Он выбрался из авто, дошел до угла переулка, прислонился к стене дома и стал задумчиво смотреть на фасад кинотеатра, будто спрашивая себя: «А что я тут делаю?» Он уже понимал, что не войдет в эту реку, не будет ловить сочувствующие взгляды и ощущать спиной злорадные улыбки, не будет отвечать на бестактные вопросы о здоровье «нашей драгоценной Ларочки» и делать вид, что весел, бодр, беспечен и все у него хорошо. Он не даст повода праздной блестящей толпе позлословить на свой и Ларин счет. ОН ПРОСТО НИКОГО НЕ ХОЧЕТ ВИДЕТЬ! Он вспомнил, как после съемки своей первой фильмы — что-то из боярской жизни — Лара, которая тогда еще не была его женой, почти не была, прямо в кокошнике и душегрейке вошла в его кабинет и, перегнувшись через стол, неожиданно поцеловала в губы. Как давно это было! Да и было ли?
Тем временем поток гостей, текущий в «Иллюзион», иссяк, и Ожогин понял, что фильма началась. Постепенно темнело. Время катилось медленно, но он по-прежнему стоял и ждал неизвестно чего. Прошло полчаса, час. Скоро люди начнут выходить из зала, жмурясь, приглядываться к яркому свету фойе, к запотевшему стеклу бокалов с шампанским, которым Ожогин всегда любил шикануть на премьере. Этому он научился в Париже, когда ездил выведывать, как устраивает свои сеансы «Гомон». Он вспоминал все премьеры, на которых когда-либо бывал, и с удивлением понимал, что даже сейчас, несмотря ни на что, хочет пусть издалека, пусть с другой стороны улицы, пусть тайно, но увидеть, как идет премьера.
Где-то в глубине его большого тела, которое он, кстати, уже давно несколько презирал, возникло неприятное ощущение, что, может быть, именно сегодня вечером в кинотеатре его ждал ответ на вопрос: «За что?» Какова цель урона, который нанесли не только его жене, но и ему, и его киноимперии? С каким ощущением выйдут зрители? Лара опять сумеет их зачаровать? А вдруг — нет? А вдруг они заметили — как сам он недавно заметил, когда Лара плескалась в ванне, — набрякшую
А Чардынин в это время уже стоял на ступеньках у входа, сморкался в мятый платок и почти плакал, ожидая разъезда публики. Они купились! Купились все, как один! В очередной раз купились! К финалу фильмы замелькали в зале белые платки — один за другим, один за другим вылетали они из сумочек, карманов, рукавов! Будто гигантские веера волнами раскрывались в зале. И слезы, слезы, слезы! И смех, знаменитый Смех на Фильмах Лары Рай — тот самый, который охватывает влюбленных, что приходят в себя после эйфории.

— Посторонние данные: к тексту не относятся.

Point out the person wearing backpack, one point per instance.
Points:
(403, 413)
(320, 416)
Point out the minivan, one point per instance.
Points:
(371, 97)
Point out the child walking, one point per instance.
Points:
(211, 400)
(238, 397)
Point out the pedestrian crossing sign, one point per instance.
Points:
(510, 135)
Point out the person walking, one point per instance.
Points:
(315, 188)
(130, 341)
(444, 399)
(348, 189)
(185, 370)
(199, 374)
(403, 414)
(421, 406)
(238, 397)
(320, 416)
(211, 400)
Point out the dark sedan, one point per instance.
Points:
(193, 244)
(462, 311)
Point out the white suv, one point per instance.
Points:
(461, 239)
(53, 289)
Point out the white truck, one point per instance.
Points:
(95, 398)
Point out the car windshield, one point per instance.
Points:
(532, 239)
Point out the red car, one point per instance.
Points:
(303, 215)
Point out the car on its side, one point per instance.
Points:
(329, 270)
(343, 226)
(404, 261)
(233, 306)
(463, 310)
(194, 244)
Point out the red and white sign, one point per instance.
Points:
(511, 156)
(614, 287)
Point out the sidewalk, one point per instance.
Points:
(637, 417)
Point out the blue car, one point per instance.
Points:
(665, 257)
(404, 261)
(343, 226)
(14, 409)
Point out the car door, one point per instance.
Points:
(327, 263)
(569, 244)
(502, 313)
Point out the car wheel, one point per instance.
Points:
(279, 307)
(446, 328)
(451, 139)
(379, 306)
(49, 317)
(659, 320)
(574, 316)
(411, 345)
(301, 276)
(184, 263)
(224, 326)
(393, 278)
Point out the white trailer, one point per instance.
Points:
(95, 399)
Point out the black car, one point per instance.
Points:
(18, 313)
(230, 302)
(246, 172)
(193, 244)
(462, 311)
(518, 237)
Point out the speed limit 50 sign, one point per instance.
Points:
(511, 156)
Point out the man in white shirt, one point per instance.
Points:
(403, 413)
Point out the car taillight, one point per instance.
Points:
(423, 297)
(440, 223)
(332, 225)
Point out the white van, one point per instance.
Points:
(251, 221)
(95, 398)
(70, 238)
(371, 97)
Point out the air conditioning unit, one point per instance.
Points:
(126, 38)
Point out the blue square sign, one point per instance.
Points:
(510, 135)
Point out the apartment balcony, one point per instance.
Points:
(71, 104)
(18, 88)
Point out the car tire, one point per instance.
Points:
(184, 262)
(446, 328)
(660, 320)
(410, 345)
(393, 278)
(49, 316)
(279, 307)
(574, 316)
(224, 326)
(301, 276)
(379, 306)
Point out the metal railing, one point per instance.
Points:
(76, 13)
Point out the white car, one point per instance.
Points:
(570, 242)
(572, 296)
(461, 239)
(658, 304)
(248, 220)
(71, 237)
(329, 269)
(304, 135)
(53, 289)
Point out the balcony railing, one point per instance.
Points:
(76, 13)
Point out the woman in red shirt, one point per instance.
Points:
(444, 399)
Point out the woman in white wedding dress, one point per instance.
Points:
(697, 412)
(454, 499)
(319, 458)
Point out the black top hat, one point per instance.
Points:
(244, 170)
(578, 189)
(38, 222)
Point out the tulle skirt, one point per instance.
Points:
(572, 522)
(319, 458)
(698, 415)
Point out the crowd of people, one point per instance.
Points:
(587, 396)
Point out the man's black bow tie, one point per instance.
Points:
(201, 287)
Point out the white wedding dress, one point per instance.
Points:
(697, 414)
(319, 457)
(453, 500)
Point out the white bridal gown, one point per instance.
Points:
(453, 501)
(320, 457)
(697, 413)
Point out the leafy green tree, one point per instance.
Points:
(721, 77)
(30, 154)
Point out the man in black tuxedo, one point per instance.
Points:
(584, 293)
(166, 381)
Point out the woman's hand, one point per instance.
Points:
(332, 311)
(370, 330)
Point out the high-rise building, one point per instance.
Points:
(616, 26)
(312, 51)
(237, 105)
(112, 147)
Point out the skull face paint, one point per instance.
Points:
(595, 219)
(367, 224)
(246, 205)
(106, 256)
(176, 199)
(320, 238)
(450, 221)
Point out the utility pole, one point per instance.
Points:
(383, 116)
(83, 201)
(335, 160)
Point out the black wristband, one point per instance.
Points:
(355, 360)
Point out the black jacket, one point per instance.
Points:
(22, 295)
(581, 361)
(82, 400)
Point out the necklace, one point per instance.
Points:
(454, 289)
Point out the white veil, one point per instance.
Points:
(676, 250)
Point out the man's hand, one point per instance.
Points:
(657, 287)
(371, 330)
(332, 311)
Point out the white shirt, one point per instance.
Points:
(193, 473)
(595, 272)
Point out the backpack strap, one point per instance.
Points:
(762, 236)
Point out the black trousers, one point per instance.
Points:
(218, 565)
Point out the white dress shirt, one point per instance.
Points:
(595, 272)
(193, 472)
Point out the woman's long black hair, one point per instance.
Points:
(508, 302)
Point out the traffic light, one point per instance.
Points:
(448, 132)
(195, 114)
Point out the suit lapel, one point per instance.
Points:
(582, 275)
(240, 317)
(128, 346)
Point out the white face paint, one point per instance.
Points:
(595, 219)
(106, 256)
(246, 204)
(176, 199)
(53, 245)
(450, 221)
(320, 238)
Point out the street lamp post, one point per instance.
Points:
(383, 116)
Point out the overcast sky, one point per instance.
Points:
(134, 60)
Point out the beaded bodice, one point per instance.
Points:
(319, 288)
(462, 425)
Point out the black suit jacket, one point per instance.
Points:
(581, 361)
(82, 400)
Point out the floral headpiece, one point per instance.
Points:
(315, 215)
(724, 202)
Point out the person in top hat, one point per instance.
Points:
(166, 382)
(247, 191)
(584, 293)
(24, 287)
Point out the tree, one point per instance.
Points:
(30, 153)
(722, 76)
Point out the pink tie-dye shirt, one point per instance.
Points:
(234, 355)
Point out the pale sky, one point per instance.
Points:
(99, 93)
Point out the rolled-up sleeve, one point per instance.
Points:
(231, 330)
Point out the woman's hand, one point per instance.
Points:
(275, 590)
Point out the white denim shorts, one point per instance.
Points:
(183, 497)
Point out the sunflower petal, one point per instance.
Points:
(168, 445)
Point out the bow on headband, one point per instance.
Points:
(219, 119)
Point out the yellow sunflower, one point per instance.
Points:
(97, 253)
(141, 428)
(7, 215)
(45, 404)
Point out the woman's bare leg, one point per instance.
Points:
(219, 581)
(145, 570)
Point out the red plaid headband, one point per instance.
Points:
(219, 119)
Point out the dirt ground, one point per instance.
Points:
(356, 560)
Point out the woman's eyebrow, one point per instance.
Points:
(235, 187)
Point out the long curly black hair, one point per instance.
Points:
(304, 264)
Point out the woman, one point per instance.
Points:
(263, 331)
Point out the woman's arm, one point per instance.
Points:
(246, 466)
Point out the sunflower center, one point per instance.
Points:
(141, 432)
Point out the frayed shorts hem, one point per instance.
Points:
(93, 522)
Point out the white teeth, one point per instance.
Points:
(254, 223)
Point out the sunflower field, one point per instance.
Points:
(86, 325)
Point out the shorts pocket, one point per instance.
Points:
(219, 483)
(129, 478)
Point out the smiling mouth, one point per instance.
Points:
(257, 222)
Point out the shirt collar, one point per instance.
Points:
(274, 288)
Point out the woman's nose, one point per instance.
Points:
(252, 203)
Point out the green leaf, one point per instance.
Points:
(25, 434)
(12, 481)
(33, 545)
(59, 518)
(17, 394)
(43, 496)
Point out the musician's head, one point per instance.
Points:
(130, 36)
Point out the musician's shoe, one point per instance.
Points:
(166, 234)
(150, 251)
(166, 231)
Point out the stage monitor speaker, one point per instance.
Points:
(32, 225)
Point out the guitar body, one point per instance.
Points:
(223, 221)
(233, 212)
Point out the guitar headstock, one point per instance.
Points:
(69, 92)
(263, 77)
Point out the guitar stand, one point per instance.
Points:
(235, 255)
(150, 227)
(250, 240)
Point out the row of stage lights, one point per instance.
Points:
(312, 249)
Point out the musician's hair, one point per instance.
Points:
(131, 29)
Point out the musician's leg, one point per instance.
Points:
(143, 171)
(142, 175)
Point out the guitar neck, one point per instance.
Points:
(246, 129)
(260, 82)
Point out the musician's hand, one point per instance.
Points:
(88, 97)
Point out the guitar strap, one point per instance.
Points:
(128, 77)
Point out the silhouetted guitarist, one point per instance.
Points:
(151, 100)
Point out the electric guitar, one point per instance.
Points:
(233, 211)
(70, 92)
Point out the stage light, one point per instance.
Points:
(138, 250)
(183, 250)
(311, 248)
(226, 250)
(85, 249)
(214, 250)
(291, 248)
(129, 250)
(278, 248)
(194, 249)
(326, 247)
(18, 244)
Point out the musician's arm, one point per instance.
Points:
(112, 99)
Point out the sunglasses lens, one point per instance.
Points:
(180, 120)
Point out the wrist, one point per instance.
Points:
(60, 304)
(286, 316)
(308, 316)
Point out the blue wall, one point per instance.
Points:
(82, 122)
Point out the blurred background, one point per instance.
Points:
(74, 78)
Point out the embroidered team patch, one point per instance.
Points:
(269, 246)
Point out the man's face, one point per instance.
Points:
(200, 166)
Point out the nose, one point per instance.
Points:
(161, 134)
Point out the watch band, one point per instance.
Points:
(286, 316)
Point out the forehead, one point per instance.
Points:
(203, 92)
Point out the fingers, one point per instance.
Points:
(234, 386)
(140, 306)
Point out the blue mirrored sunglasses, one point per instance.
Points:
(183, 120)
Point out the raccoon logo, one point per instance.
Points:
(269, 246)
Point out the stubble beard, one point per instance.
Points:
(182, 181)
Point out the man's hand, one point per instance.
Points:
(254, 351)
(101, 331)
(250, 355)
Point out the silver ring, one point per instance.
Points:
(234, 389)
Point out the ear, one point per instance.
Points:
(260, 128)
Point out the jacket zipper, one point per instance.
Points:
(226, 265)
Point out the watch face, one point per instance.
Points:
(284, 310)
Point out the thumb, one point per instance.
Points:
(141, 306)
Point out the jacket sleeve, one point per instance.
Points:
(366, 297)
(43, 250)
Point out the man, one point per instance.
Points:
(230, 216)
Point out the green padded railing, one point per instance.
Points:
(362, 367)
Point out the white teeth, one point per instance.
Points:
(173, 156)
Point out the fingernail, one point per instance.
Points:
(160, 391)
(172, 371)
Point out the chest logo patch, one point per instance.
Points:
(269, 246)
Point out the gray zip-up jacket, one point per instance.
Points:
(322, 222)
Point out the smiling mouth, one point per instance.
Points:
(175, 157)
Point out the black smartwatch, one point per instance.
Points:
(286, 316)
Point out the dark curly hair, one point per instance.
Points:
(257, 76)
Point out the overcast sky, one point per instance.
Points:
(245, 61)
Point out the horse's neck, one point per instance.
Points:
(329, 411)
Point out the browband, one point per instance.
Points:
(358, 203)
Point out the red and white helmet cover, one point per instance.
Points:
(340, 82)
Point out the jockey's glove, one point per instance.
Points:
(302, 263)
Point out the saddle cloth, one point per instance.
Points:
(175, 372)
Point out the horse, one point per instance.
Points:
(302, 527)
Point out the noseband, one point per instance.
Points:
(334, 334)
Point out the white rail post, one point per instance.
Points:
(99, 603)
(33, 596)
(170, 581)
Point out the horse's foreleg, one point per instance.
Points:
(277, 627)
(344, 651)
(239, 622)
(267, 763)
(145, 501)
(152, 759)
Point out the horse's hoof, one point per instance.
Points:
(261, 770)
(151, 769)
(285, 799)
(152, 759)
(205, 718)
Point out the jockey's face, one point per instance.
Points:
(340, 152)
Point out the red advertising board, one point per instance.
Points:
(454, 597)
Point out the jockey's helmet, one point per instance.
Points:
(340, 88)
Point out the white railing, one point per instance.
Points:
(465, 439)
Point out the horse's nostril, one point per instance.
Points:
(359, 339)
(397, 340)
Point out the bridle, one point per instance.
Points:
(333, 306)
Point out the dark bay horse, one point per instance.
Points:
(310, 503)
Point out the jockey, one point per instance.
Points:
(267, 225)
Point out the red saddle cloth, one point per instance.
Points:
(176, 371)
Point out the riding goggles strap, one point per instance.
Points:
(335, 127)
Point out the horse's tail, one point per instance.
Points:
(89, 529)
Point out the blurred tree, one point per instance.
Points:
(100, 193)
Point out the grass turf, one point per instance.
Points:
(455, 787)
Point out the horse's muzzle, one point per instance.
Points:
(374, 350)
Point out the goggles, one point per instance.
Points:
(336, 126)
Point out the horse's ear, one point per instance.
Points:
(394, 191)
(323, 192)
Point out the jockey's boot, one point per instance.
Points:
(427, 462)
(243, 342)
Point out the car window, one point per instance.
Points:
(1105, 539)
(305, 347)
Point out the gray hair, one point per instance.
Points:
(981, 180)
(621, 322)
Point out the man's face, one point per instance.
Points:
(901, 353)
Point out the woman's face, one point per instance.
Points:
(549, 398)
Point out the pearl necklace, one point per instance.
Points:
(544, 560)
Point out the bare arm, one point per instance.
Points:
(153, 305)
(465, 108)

Ожогин хотел сделать Васе знак, мол, я тут, подойди. Но остановился. Начались бы расспросы: зачем тут да почему не вошел? Поморщился, бросив взгляд на электрические фонари над входом, что впускали в еще не потемневший до конца воздух немного волшебства. Ожогин вспомнил время, когда на улицах горели только газовые рожки — от них шел дымчатый свет. Дымчатый… Вуаль. Что же получилось у Эйсбара на пленке? Вот бы увидеть! Ожогина передернуло от этой мысли — вернее, от мысли о собственном неистребимом профессиональном любопытстве, которое давно сделалось главной страстью его жизни и сейчас преступно заслонило мысли о жене, — и чуть не вывернуло прямо на тумбу театральной афиши, за которой он стоял. Желудок начинал болеть — и сильно. Спазмы всегда мучили его, когда мир превращался в конфликт интересов. Как же узнать, что там на пленке? Не была ли трагедия чьим-то дьявольским замыслом? Может, и не человек стоял за этой неслучайной случайностью, а нечто, во что Ожогин верил.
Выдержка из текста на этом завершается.